Side two of Lodger reveals what Buckley called a critique on "Anglo-American consumer society" (p. 70); the songs prove that he's not far off. "Red Money" has a very obvious analytical spin to it ("project canceled, tumbling central, red money"), but it's narrow scope doesn't mean much to most people. Some of the songs, however, are universal in their scope. Jon Savage called "D.J." an "amusing and sharp look at the fear of instant obsolescence that runs through all media" (p. 161). Using sharp characterization, Bowie lets "D.J.'s" protagonist speak his mind about his reasons for not being fired ("I am a D.J., I am what I play. I got believers, believing me."). A few songs later, however, the commentary turns much more pessimistic.
Bowie reaffirms "Fantastic Voyage's" theme of the roles that men play later in the album (this time with a blue-collar twist) on "Repetition," a droning, but focused review of a wife-beating worker ("well Johnny is a man and he's bigger than her.
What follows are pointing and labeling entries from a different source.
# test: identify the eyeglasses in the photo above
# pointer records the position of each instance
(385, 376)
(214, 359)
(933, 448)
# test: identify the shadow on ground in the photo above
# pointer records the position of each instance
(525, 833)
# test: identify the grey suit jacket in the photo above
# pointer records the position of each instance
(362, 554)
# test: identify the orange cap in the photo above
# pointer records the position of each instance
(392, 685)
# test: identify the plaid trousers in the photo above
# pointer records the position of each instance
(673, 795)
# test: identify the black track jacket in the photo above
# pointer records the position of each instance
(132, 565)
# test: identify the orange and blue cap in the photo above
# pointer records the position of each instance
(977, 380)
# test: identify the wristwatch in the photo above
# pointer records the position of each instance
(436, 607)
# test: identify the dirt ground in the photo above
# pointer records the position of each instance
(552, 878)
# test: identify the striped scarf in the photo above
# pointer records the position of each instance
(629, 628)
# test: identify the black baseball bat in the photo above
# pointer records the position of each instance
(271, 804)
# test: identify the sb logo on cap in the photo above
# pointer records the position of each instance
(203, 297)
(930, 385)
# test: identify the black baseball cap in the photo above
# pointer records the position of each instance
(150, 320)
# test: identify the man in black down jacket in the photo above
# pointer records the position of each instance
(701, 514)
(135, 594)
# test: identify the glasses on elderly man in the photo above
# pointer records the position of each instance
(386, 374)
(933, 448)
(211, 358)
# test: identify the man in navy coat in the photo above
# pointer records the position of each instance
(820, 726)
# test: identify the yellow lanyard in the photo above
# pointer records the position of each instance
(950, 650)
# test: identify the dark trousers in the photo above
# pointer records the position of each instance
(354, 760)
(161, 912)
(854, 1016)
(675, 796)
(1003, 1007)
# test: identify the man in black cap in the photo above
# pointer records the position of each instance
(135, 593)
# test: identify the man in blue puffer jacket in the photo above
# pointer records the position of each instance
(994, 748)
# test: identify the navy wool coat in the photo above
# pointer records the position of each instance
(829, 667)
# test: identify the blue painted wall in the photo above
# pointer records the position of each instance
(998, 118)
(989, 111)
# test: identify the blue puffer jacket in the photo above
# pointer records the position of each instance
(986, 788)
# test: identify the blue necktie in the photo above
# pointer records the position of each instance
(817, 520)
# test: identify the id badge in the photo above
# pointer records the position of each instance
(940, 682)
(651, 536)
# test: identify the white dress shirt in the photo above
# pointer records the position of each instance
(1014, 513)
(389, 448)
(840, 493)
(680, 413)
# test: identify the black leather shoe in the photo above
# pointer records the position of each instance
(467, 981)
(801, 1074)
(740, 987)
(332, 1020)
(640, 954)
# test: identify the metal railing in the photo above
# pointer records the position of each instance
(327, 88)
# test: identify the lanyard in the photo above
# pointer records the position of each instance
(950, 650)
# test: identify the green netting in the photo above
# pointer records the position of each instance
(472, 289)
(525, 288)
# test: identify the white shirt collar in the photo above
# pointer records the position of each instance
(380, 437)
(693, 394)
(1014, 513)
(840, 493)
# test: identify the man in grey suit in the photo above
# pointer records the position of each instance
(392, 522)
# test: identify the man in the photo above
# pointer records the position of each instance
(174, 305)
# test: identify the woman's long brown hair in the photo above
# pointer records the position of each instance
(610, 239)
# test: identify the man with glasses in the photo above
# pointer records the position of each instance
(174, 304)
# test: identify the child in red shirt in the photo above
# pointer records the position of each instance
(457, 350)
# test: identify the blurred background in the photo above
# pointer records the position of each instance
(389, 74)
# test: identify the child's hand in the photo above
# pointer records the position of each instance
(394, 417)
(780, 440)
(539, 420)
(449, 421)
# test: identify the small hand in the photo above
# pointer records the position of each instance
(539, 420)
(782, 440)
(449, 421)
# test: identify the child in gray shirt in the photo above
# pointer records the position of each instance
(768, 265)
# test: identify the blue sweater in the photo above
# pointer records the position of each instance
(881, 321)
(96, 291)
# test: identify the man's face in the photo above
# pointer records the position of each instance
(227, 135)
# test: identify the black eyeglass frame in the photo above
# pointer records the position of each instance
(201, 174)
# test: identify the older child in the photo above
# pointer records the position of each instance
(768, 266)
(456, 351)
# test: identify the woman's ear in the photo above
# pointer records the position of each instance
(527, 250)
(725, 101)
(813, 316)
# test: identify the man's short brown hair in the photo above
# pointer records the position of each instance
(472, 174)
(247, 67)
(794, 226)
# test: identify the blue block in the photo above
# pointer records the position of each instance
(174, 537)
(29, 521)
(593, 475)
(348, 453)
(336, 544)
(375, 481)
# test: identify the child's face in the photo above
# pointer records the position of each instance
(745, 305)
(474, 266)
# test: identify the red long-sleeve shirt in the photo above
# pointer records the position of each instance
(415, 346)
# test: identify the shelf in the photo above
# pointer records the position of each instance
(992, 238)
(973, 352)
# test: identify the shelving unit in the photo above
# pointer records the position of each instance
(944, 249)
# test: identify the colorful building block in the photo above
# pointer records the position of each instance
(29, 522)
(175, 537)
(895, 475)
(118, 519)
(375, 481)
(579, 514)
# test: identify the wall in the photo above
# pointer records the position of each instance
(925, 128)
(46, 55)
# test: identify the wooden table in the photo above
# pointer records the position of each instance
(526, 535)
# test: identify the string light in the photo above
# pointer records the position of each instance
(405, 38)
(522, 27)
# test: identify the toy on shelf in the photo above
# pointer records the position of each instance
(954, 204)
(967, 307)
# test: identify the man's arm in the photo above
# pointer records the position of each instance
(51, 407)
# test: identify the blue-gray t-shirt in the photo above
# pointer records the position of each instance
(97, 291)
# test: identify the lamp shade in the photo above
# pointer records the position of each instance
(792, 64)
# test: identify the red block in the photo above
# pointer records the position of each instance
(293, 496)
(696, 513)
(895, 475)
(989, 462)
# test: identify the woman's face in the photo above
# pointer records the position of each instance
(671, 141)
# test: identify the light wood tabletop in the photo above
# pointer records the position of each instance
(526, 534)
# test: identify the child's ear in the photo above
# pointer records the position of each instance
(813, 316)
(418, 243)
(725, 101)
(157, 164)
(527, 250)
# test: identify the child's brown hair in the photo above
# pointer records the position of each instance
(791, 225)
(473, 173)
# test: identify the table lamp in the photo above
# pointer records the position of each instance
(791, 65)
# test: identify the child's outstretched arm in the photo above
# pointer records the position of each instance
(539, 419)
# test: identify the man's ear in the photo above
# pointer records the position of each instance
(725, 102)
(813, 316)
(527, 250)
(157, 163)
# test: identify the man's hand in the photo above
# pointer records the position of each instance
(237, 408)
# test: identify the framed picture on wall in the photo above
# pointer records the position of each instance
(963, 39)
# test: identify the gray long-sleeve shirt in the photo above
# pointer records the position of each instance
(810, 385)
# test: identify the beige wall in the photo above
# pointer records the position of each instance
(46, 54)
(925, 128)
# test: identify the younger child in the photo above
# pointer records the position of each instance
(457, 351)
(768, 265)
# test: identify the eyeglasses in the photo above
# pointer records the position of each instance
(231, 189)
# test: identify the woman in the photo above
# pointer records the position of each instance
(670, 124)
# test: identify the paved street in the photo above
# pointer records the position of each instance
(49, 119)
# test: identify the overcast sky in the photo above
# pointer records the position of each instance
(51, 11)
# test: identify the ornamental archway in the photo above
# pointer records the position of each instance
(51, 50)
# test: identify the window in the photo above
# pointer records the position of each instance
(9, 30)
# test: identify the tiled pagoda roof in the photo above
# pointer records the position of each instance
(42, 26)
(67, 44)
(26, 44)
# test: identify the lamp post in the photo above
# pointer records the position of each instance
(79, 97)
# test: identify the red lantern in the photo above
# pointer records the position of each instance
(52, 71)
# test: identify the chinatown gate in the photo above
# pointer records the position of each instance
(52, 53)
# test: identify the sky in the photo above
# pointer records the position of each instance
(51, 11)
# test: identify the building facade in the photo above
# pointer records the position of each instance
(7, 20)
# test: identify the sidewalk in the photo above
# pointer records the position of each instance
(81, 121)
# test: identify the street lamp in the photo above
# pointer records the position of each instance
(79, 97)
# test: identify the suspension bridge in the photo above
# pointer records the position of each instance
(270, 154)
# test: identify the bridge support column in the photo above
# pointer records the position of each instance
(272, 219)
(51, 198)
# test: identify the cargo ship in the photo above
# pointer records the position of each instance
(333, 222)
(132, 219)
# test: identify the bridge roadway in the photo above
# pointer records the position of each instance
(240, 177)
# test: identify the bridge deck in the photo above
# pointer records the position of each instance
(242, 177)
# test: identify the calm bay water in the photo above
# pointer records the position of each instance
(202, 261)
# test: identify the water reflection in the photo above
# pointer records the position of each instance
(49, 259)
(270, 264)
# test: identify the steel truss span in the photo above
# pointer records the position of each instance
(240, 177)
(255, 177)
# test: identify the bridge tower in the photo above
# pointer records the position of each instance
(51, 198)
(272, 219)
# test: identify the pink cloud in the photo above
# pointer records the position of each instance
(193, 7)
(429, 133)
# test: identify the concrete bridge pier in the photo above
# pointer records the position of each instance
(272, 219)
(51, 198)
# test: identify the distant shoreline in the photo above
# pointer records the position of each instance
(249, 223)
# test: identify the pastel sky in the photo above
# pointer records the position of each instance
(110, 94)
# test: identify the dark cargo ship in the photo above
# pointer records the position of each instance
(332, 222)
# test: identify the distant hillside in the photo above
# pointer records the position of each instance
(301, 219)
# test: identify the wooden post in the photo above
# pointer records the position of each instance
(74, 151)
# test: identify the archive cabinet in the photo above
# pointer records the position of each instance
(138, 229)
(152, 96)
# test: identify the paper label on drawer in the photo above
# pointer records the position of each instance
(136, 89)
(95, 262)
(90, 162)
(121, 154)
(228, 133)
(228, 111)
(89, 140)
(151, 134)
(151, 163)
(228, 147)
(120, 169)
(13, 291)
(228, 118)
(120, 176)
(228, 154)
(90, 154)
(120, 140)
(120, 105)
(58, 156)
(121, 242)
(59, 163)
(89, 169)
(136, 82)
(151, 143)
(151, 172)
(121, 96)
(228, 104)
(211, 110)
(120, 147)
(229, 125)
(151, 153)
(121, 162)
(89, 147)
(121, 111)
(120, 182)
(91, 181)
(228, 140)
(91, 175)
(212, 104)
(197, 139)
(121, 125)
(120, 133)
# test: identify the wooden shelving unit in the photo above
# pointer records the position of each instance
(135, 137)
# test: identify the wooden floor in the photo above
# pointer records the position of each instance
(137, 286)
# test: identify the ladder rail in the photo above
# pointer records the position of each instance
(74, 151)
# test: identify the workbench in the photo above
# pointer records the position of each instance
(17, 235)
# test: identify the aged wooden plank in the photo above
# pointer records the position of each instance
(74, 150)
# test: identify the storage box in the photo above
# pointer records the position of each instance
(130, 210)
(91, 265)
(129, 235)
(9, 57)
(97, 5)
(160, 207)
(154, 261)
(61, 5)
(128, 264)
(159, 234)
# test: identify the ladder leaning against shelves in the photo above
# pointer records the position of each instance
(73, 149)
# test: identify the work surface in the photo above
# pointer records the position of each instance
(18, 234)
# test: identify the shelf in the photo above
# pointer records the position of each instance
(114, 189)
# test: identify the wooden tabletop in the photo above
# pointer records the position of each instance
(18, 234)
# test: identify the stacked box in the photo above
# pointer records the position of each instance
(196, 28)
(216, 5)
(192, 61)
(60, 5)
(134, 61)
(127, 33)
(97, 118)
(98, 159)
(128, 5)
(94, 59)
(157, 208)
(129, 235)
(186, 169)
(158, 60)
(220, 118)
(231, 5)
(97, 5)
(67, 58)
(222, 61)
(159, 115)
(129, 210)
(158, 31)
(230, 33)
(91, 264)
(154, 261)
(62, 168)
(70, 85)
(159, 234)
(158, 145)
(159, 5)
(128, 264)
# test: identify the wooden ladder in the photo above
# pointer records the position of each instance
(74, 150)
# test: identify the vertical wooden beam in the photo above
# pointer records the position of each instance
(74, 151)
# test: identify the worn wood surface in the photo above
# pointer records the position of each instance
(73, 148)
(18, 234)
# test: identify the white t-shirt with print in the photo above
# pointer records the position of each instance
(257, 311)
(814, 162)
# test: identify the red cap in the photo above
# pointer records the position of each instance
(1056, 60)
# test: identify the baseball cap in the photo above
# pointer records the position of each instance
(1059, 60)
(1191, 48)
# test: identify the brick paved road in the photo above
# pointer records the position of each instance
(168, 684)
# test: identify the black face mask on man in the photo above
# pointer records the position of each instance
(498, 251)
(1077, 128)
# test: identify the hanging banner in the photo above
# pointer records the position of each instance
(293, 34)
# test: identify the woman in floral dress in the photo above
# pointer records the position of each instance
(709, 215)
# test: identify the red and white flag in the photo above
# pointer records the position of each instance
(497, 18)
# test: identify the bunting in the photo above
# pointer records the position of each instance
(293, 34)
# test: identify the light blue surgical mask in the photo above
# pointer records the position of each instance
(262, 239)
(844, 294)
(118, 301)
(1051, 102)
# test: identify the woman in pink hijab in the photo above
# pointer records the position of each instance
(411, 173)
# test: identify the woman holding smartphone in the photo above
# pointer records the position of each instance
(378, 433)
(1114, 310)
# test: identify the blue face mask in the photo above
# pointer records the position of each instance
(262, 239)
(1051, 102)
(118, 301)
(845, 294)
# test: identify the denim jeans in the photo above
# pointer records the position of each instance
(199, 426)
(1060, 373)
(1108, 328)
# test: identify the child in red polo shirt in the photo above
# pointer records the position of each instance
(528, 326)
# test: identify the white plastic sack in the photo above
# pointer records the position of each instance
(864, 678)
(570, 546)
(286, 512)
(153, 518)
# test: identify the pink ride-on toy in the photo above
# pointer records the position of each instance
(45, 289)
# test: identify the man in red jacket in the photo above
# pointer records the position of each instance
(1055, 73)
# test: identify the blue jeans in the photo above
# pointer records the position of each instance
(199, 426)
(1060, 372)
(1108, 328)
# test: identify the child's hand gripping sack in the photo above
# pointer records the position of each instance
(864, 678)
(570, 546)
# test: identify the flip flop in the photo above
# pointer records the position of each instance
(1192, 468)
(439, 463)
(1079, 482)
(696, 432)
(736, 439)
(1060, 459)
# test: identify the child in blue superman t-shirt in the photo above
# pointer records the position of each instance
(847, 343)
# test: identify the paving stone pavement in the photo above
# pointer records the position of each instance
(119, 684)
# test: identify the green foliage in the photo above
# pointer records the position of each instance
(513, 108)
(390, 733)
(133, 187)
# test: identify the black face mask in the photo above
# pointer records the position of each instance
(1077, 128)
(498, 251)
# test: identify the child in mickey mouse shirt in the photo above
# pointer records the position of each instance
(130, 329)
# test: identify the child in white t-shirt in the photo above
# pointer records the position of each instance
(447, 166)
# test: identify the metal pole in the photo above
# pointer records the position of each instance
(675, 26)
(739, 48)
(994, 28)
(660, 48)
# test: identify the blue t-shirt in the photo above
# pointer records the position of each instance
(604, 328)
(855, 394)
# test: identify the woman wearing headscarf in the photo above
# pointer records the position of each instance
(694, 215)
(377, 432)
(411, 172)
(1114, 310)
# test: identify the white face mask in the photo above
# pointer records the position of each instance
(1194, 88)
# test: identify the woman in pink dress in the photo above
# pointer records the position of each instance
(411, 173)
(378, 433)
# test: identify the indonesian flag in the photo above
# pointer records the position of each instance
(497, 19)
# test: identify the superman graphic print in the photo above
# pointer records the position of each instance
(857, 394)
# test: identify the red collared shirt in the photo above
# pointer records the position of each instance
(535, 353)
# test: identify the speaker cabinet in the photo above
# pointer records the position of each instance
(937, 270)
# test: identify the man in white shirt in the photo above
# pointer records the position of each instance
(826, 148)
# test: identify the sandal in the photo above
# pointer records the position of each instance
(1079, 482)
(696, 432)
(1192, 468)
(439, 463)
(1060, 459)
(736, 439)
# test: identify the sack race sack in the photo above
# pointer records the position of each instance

I guess the bruises won't show if she wears long sleeves."). Bowie is at his most direct here, playing a sort of detached observer callously reviewing the sadness of Johnny and how he takes it out on his wife; occasionally he breaks his silence and cautions, "don't hit her." In fact, it would be rather valid to theorize that the singer could be a detached form of either Johnny or his wife. "Repetition" is one of the few instances in Lodger where Bowie's hidden messages are overtly evident. Another is the "seedy angel of death" in "Look Back In Anger" that makes a case against the trivialization of religion and the fear that people have of leaving things undone in this world (Buckley, David. p. 71). Both "Repetition" and "Look Back In Anger" shine due to their bluntness, but the album as a whole doesn't make things as clear.
Lodger hides its commentary for obvious reasons. Most people don't like having a mirror put up to their own personalities. These themes of personal alienation and social fanaticism are likely reasons why the album is titled Lodger. We are all lodgers in some way or another in our lives. Be it at work or at home, everyone has a certain level of fear of being alienated. Bowie's Lodger obliquely shows that that fear is what makes us so alienated in the first place.
Works cited:
Buckley, David. The Complete Guide To The Music Of David Bowie. New York: Omnibus Press, 1996.
Thomson, Elizabeth and Gutman, David, Editors. The Bowie Companion. New York: Da Capo Press, 1996.